If you used two lithium cells instead of one, you could use a buck converter, whose input current follows the same equation... but in this case Vin>Vout which means Iin will be much lower.

With 90% efficiency, 4A 5V out, 6V in, this gives an input current of 3.7A, much easier on the batteries. It also has higher efficiency due to less RI^2 losses. So, only use a boost if you absolutely want to use one cell to make it small.

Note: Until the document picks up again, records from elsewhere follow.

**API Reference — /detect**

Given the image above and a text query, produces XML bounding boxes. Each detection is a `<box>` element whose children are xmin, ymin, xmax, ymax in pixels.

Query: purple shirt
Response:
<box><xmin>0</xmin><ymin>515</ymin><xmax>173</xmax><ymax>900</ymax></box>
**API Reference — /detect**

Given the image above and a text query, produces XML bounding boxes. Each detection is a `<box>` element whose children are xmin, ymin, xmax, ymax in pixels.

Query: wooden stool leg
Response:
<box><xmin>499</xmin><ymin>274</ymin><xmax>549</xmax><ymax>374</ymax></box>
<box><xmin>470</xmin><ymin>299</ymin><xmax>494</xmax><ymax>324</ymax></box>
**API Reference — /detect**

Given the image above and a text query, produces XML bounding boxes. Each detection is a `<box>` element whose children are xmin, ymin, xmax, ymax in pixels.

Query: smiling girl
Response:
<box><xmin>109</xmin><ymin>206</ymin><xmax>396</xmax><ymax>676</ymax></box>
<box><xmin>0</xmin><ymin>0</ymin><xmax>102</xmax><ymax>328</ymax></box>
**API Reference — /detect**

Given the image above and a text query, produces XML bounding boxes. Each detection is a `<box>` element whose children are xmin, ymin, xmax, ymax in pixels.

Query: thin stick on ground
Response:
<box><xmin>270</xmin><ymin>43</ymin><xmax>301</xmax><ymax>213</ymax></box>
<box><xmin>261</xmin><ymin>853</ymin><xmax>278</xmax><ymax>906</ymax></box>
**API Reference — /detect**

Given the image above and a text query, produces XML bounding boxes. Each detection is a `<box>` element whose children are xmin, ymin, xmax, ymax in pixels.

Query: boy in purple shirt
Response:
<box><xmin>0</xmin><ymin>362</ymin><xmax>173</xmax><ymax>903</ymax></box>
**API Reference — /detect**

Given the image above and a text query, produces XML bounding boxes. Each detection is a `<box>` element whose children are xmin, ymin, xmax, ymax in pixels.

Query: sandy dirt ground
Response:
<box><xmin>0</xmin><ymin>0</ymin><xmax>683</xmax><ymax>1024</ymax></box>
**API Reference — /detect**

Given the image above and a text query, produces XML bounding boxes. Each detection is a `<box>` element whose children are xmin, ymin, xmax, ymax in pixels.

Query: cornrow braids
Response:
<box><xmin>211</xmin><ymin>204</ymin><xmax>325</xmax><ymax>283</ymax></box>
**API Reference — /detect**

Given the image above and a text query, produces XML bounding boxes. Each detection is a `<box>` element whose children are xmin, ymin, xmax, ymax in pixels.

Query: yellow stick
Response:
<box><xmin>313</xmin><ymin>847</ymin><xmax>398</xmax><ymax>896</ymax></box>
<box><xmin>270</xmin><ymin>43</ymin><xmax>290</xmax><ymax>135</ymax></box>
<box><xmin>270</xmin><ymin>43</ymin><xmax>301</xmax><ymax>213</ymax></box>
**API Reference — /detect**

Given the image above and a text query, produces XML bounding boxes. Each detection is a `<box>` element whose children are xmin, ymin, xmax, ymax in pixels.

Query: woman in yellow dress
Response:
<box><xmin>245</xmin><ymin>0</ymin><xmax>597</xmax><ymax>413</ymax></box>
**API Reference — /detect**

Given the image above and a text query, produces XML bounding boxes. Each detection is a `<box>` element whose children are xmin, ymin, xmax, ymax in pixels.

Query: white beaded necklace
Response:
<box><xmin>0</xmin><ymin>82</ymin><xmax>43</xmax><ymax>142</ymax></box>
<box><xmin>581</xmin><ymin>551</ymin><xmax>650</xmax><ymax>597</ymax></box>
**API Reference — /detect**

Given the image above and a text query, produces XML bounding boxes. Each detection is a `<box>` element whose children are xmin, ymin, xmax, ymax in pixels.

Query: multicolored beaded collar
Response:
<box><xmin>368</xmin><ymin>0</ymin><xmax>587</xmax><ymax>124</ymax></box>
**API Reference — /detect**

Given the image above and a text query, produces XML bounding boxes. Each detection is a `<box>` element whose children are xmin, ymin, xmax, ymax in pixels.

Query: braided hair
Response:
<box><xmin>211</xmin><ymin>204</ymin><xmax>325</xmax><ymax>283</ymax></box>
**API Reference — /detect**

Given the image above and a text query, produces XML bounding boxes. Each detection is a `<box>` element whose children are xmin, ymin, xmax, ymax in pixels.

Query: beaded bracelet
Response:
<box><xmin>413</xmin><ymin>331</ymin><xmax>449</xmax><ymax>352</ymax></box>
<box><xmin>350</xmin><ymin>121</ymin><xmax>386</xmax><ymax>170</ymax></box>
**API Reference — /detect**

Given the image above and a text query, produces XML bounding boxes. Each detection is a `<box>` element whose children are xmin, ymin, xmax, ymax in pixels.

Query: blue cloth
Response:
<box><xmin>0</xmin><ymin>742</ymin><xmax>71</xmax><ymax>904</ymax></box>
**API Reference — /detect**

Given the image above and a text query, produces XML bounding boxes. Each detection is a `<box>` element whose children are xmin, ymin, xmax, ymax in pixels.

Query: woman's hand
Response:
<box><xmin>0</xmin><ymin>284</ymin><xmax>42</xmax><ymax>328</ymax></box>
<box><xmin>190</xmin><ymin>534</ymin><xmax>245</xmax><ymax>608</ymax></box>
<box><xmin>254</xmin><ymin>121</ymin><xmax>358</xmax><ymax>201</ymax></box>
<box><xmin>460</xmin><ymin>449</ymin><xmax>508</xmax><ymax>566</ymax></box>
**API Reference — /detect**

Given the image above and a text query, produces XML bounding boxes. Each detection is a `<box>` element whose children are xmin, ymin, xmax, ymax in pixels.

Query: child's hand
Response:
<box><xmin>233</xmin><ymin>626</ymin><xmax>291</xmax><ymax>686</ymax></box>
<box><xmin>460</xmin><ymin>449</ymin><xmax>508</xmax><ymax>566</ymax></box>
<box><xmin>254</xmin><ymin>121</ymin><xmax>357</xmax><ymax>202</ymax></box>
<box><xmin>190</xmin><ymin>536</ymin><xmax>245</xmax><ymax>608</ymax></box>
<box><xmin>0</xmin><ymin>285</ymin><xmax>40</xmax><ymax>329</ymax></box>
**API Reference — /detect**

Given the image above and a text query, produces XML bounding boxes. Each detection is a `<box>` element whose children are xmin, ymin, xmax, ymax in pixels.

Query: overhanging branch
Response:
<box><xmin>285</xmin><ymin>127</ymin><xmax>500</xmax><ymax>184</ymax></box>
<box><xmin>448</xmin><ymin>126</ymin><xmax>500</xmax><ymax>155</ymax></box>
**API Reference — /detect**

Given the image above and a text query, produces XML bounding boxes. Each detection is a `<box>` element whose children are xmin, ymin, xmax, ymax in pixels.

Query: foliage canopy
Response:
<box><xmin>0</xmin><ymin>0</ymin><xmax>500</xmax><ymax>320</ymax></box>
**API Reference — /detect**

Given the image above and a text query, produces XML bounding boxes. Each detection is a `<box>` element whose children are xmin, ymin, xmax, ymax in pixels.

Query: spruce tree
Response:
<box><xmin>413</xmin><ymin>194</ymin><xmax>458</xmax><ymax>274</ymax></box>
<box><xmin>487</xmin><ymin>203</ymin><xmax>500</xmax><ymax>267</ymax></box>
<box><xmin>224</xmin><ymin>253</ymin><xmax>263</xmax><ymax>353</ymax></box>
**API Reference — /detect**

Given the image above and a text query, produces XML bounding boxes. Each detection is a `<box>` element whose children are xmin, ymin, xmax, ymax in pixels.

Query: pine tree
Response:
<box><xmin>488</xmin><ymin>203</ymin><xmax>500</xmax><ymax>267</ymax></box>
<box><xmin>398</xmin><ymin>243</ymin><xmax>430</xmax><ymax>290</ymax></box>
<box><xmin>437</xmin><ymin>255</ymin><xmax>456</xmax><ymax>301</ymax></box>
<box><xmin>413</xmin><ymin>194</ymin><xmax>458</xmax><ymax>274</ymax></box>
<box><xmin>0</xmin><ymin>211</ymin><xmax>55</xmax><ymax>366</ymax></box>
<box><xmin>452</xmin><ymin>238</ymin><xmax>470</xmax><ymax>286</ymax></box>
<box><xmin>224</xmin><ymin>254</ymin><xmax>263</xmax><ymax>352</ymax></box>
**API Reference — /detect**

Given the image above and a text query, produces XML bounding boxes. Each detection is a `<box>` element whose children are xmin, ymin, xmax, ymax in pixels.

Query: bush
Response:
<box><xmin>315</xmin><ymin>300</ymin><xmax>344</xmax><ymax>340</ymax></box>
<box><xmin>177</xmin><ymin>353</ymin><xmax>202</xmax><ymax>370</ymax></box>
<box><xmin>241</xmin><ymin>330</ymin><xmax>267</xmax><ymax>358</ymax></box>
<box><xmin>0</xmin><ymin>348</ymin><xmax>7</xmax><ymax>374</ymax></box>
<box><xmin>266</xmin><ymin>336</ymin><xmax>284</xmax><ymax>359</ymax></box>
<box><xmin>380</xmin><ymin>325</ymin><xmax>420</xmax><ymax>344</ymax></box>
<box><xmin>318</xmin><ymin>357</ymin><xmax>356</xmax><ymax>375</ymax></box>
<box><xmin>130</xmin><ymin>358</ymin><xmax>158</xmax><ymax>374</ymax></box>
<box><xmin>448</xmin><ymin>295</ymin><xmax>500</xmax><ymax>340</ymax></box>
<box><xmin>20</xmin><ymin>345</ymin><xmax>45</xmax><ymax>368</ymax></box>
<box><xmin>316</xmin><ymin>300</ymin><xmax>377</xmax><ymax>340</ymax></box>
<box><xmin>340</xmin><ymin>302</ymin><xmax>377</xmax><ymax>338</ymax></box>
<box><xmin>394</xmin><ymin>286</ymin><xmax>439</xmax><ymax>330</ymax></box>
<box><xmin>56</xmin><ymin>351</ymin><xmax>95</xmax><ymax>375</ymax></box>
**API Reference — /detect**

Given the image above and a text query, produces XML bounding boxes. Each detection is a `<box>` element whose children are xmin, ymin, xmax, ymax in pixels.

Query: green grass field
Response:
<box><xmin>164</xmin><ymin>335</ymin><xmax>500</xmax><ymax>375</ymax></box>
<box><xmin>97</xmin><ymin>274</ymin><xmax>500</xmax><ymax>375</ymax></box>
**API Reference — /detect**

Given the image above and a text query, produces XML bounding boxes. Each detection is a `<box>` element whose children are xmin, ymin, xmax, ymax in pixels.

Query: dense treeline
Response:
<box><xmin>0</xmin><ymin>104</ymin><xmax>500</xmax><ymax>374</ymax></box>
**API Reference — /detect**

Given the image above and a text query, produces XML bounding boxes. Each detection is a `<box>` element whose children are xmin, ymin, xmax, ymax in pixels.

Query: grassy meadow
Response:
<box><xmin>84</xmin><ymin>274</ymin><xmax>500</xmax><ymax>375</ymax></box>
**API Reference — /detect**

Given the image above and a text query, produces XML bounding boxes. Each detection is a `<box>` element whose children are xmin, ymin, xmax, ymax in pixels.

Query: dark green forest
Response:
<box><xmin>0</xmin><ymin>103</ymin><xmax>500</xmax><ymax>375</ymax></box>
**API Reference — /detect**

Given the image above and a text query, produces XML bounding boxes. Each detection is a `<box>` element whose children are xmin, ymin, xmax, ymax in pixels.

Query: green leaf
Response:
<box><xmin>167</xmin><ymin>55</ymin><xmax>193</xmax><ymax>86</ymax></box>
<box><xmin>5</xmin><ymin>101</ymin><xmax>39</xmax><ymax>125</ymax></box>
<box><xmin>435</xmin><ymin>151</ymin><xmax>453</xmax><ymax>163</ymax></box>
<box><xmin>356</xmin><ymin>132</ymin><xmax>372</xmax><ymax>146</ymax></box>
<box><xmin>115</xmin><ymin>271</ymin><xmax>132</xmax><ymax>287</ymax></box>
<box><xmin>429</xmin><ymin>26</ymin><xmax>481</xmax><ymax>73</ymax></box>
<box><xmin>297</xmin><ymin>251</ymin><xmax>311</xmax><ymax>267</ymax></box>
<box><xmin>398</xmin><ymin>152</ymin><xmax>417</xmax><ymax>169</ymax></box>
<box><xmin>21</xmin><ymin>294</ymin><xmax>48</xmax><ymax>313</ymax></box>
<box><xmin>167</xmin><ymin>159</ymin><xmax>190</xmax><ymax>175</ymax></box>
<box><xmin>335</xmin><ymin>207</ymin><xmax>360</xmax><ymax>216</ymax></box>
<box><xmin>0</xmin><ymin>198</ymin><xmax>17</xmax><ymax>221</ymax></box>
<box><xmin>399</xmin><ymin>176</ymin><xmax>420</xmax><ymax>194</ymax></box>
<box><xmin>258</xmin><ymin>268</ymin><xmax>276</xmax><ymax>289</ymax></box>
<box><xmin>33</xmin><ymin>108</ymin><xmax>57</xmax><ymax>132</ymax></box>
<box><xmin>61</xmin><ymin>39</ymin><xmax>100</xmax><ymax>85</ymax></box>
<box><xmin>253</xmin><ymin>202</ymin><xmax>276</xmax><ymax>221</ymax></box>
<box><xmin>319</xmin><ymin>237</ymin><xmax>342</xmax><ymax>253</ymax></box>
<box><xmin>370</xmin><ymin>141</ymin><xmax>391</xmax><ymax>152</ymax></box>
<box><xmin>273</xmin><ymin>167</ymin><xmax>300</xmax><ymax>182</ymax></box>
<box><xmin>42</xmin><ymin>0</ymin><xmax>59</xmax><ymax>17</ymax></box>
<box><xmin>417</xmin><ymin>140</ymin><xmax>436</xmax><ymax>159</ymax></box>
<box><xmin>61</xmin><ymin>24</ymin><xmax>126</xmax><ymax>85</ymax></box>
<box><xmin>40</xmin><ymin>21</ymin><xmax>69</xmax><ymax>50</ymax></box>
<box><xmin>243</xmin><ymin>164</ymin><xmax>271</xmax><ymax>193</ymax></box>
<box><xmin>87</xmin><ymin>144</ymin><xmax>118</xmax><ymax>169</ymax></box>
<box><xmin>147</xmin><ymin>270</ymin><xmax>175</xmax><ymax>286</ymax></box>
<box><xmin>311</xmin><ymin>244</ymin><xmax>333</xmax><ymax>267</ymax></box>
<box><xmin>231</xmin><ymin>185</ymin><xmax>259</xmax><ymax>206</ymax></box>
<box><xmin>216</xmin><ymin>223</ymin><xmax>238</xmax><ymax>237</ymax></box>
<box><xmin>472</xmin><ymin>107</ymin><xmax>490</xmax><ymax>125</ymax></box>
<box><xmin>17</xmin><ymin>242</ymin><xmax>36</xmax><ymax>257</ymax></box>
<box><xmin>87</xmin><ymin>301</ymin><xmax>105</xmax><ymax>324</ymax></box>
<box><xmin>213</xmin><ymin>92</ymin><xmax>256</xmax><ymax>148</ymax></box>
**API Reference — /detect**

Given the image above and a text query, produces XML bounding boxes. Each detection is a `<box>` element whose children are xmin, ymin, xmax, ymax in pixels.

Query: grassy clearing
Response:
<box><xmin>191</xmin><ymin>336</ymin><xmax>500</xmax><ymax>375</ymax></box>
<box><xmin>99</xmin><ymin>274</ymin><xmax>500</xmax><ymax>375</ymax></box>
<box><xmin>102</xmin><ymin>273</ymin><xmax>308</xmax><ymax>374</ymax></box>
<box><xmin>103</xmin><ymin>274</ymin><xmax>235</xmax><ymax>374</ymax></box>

You could use a boost LED driver chip, or a buck LED driver chip if you use 2 cells, which will regulate current. This would be mots convenient. You can use a voltage output DC-DC converter too but then it's wasteful to put a resistor in series with the laser diode. You can make a voltage output buck converter regulate current by using a current sense amp and a shunt resistor in series with the laser diode, and an opamp to amplify the voltage on it to make the desired current correspond to the feedback voltage on the DC-DC converter, but this requires some attention to frequency compensation.